Charlotte Barnes, Jerry’s oldest daughter, was the spitting image of her mother. She was small and delightfully round, with bouncy brown curls and rosy cheeks, and she took absolutely no shit whatsoever from anyone. She was also a yoga instructor. I’d hired her for some private sessions when she started her business a couple of years ago, to help her get things going.
It took me six months, some serious hours logged on the mat, and a double high five from my doctor for getting my blood pressure down and consistently steady before I realised it had been a set-up.
I wasn’t helping her. She was helping me.
Andshe’d given me a discount.
“Please stop threatening me with your family members,” I said.
“What about Biscuit?”
“Biscuit, I’ll accept.”
Biscuit was Jerry’s featherbrained cocker spaniel. She had two goals in life. The first was to attach herself to Jerry. The second—and only if Jerry wasn’t around—was to find the nearest human being and sit on them.
I kind of loved her, actually. I could confirm that having the uncomplicated company of a small furry idiot was excellent for lowering blood pressure. It took a lot less effort than being put through your paces by a yoga enthusiast with no mercy, that was for sure.

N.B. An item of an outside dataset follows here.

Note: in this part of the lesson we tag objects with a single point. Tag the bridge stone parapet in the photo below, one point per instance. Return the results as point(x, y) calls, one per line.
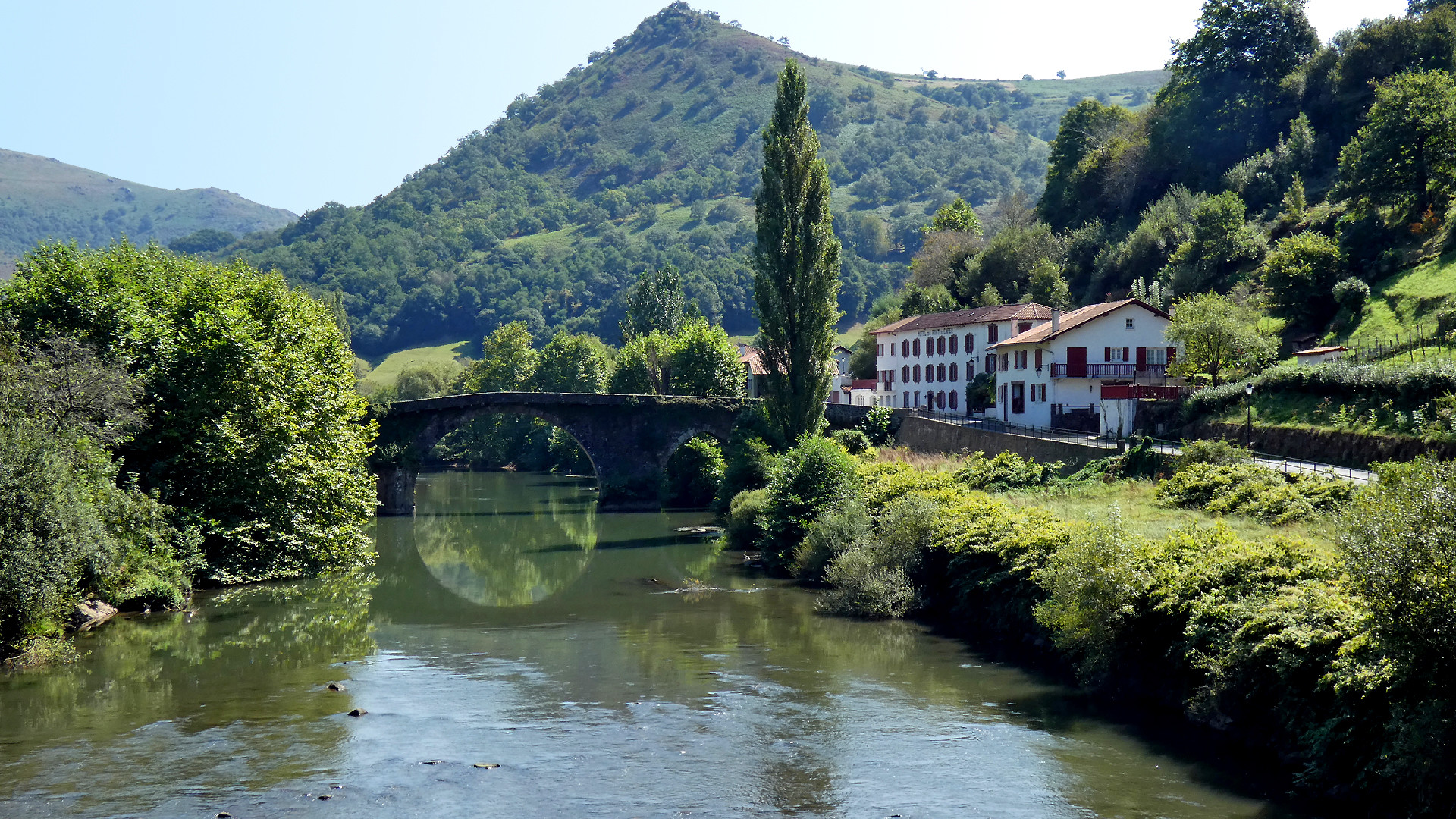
point(628, 438)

My heart situation was manageable. I didn’t even get all that stressed these days. Why would I? I had a home I loved, in a place I loved, with…fine. Good friends I loved.
And Dave.
My merman soulmate, who’d nearly died in the tentacles of a kraken somewhere out there in the wild ocean, and I’d never have known what happened, and would have spent the rest of my life waiting for him to come back.
My beloved, who for the first time since Jerry and I had found him washed up on the beach years ago, didn’t want me.
Nothing to be stressed about at all.
Three mornings later,I came out of my little front gate and, instead of treading the well-worn path down to the beach, I turned right and walked along the headland.